Immunoelectron microscopy of permeablized red blood cells infected with P. falciparum and labeled with anti-ETRAMP2 (A–E) or anti-ETRAMP4 (F) and visualized with 5-nm gold particles. (A) Low-power image showing an intact early trophozoite with a single nucleus (N). (B) Detail form the periphery of A in which numerous gold particles are associated with the PVM (arrowheads). Note the lack of staining of the red cell membrane (R). (C) Similar section to B showing that the labeling is limited to the PVM (arrowheads). (D and E) Details of the periphery of intracellular parasites showing strong labeling of the PVM (arrowheads) and tubovesicular extensions of this membrane (arrows). (F) Section of the periphery of a large trophozoite stained with anti-ETRAMP4 in which the labeling is limited to the PVM (arrowheads). PM, parasite plasma membrane; R, red cell membrane. Bars, 0.5 μm (A) and 100 nm (B–F).

Figure 7

Colocalization of ETRAMPs with EXP-1 and SERP. The first image in each set shows ETRAMP labeling (green, FITC), the second Texas-Red-labeled SERP (A) or EXP-1 (B–F), and the third image represents the merged picture. The fourth panel in B and C depicts the merged picture, including nuclear staining (DAPI). (A) Confocal microscopy analysis of SERP and ETRAMP4 colocalization in schizont stage parasites (dried and 1% formaldehyde fixed). The ETRAMP4 signal seems partially detached from the PV content (arrow). (B and C) ETRAMP4 and EXP-1 localize to dots, probably representing vesicular structures that are detached from the PVM (E) or seem connected to the PVM (F).
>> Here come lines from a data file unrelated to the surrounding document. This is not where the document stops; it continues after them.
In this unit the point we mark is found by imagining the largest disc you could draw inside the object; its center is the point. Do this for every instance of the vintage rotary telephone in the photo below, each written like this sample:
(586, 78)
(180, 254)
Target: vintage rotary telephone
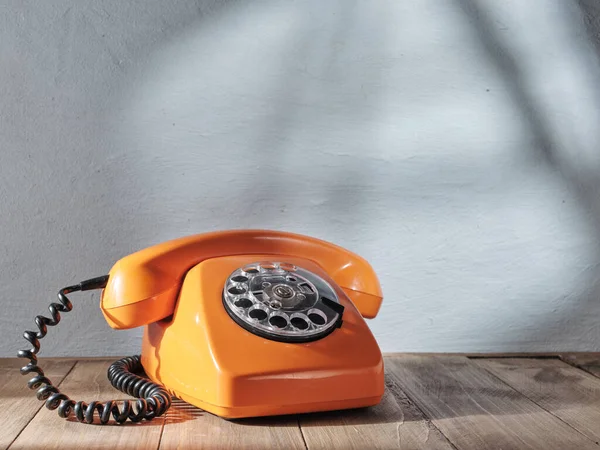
(238, 323)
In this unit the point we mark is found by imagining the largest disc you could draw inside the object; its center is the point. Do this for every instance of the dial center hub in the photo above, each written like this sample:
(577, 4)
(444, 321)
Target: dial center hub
(283, 292)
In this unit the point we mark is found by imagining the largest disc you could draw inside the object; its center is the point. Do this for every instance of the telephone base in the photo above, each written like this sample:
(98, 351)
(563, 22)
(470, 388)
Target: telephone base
(240, 412)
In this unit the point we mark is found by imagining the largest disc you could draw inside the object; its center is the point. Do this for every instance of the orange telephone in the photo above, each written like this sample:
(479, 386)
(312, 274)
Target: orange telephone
(238, 323)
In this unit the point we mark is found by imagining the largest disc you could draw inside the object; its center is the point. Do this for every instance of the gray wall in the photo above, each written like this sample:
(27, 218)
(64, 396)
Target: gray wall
(454, 144)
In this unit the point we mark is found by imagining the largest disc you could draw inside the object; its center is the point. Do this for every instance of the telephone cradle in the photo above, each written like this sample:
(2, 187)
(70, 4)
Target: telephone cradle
(240, 323)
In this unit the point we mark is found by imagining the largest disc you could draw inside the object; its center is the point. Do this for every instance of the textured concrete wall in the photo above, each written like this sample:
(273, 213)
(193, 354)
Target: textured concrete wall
(454, 144)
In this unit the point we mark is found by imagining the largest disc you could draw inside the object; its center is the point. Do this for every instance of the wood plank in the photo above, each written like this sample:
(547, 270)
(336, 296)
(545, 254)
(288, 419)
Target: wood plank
(190, 427)
(475, 410)
(16, 397)
(87, 381)
(567, 392)
(590, 362)
(395, 423)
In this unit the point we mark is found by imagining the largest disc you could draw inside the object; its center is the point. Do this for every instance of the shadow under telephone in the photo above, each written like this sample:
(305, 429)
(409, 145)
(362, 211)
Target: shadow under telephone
(238, 323)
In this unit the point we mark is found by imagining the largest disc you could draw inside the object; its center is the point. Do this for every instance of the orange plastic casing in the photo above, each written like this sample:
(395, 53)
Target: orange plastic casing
(201, 355)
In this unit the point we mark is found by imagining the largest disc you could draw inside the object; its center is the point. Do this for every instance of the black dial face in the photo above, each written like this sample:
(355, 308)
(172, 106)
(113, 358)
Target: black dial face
(281, 301)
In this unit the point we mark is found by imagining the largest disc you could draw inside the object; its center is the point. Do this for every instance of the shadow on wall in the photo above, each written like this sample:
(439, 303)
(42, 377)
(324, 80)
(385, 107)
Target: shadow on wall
(241, 148)
(582, 179)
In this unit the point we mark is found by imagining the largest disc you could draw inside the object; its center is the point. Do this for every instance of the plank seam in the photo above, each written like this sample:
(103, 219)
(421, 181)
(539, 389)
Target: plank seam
(537, 404)
(302, 434)
(428, 421)
(40, 408)
(578, 366)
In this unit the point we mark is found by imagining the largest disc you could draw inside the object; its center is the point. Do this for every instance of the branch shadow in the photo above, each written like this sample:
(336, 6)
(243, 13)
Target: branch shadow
(583, 183)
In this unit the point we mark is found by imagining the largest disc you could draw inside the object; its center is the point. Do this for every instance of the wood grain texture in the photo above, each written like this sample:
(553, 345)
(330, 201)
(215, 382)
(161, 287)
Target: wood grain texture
(189, 427)
(16, 397)
(566, 392)
(590, 362)
(87, 381)
(395, 423)
(475, 410)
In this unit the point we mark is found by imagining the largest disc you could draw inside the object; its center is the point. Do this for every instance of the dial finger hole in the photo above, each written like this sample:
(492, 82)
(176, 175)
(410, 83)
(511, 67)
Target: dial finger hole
(275, 304)
(243, 303)
(239, 279)
(317, 317)
(258, 314)
(278, 321)
(299, 321)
Dots are indicated by arrows. (D and E) Fluorescent microscopic analysis of ETRAMP and EXP-1 costaining of a ring-stage parasite displaying an even circular pattern (D, 0.1% formaldehyde-fixed IRBCs, ETRAMP10.1) or a beads on a string pattern (E, unfixed IRBCs, ETRAMP2). Yellow color shows regions of overlap (arrows). This indicated that ETRAMPs and EXP-1 localize to different regions of the PVM. (F) Three sections through a ring-stage parasite (dried and fixed with 1% formaldehyde), costained with ETRAMP10.1 and EXP-1, were analyzed by confocal microscopy. The planes of the first and the third row are 0.8 μm apart from the plane shown in the central row. The top plane contains only EXP-1 signal, whereas the bottom plane displays only ETRAMP signal. Bars, 5 μm.